The stench of stale water was strong as FEMA inspector Glenn Berry took notes of the damage in the Sapulpa neighborhood.
"People don't understand that the mold and mildew is so dangerous. The sickness comes after the water if you don't leave the house," Berry said.
Many don't have flood insurance. Only about 10 percent of the flood victims who have reported damage to the Creek County emergency management office said they were covered, said director B.J. Pope.
Albert Ashwood, head of the state Department of Civil Emergency Management, has asked federal authorities about the possibility of financial assistance for uninsured residents.
The assessment teams were expected to take a few days to tour the flood sites before a decision was made. Meanwhile, state Insurance Commissioner Carroll Fisher urged Oklahomans to be prepared.
"If you don't have homeowners insurance, you should get it as soon as possible," Fisher said. The National Weather Service reported that flooded creeks and tributaries were back below flood stage Monday, but that was expected to be short lived.
Much of the northeastern part of the state was pelted with hail and rain Monday night, but no significant damage was reported.
Polecat Creek was back to normal near Sapulpa and Jenks. Bird Creek near Owasso also returned below flood stage by Monday morning, as did the Caney River near Collinsville.

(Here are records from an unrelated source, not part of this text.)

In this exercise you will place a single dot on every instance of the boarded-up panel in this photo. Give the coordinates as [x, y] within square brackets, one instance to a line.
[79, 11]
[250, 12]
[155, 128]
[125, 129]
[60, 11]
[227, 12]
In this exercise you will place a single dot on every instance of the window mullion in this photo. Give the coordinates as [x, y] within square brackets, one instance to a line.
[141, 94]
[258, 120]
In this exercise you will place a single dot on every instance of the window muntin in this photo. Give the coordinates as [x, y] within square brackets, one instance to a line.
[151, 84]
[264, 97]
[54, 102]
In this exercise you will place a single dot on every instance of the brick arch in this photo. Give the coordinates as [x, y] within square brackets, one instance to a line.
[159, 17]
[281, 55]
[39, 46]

The small creek behind Cindy Hardwood's home is again shallow enough to wade through. On Saturday, it had turned into a monster, sneaking under her door and into her house, raising high enough to flow over tables and counters.
"The last time water got into the house was in '74," said Hardwood, whose parents built the house. "It has never been that high."
Standing near piles of canned food and appliances in her driveway, Hardwood sighed when reminded about the forecast.
Severe weather with the possibility of heavy rain was expected in northeastern Oklahoma.
"It will have to rain a lot to do what it did over the weekend," Hardwood said. "But I don't want to even see if it can do it again."